Ditemukan pada tahun 2015, Kepler−442b adalah planet berbatu dengan massa sekitar dua kali massa Bumi yang mengorbit bintang yang cukup panas sekitar 1.200 tahun cahaya di konstelasi Lyra. Ini adalah planet ekstrasurya super-Bumi yang mengorbit bintang induknya pada jarak sekitar 0,409 AU (61 juta km) dan membutuhkan 112 hari untuk menyelesaikan satu orbit bintangnya.
zxc2
Bagaimana studi dilakukan?
Para ilmuwan menghitung jumlah radiasi aktif fotosintesis (PAR) yang diterima oleh sebuah planet dari bintangnya dan menemukan bahwa bintang-bintang dengan suhu sekitar setengah dari Matahari kita tidak dapat menopang biosfer seperti Bumi. Ini karena mereka tidak menyediakan energi yang cukup dalam rentang panjang gelombang yang benar. Fotosintesis oksigenik masih dimungkinkan, tetapi planet-planet seperti itu tidak dapat mempertahankan biosfer yang kaya.
Planet di sekitar bintang yang lebih kecil dan lebih dingin yang dikenal sebagai katai merah tidak dapat menerima cukup sinar matahari bahkan untuk mengaktifkan fotosintesis. Bintang yang lebih panas dari Matahari kita jauh lebih terang, dan memancarkan radiasi hingga sepuluh kali lebih banyak dalam kisaran yang diperlukan untuk fotosintesis yang efektif daripada katai merah, namun umumnya tidak hidup cukup lama untuk kehidupan yang kompleks berkembang.

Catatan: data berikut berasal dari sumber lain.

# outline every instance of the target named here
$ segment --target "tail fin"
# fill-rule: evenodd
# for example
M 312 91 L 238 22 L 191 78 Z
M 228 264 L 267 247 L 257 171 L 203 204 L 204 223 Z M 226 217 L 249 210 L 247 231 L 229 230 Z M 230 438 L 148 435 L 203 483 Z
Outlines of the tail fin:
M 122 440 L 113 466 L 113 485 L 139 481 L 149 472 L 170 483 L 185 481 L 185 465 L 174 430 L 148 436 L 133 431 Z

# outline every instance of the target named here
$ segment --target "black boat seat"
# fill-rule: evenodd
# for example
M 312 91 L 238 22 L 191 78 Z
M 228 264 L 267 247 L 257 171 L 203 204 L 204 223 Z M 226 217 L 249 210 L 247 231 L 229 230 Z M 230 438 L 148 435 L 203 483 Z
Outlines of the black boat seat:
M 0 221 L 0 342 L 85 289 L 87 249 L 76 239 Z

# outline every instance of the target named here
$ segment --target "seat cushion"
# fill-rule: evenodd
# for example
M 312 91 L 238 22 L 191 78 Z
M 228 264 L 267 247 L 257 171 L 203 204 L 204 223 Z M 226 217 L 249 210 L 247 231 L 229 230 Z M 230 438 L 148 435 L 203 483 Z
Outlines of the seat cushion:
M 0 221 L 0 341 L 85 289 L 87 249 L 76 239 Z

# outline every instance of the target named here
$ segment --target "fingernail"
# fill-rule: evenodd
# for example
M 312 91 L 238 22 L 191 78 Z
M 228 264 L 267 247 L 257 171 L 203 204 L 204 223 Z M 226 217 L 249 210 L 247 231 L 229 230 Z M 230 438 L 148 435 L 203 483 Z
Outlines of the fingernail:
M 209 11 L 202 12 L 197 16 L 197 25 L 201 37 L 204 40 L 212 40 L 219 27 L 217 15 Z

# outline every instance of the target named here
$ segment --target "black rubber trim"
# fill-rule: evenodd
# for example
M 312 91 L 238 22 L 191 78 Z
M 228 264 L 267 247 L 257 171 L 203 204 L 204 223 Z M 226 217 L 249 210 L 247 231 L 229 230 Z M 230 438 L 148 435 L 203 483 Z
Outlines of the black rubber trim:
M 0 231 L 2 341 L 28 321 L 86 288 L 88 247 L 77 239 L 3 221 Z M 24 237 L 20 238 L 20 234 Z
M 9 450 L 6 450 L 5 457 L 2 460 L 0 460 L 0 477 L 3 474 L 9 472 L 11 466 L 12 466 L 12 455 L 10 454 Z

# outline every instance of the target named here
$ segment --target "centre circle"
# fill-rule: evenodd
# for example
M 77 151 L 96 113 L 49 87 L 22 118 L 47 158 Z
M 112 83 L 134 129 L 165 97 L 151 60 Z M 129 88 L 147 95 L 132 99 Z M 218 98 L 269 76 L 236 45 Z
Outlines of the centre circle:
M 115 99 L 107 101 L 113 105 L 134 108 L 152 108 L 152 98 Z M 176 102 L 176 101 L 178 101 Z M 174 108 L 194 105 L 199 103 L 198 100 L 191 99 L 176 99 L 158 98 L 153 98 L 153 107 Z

"Karena katai merah sejauh ini merupakan jenis bintang yang paling umum di galaksi kita, hasil ini menunjukkan bahwa kondisi seperti Bumi di planet lain mungkin jauh lebih jarang daripada yang kita harapkan. Studi ini menempatkan batasan kuat pada ruang parameter untuk kehidupan yang kompleks, jadi sayangnya tampaknya 'titik manis' untuk menampung biosfer mirip Bumi yang kaya tidak begitu luas," kata penulis utama Giovanni Covone dari University of Naples.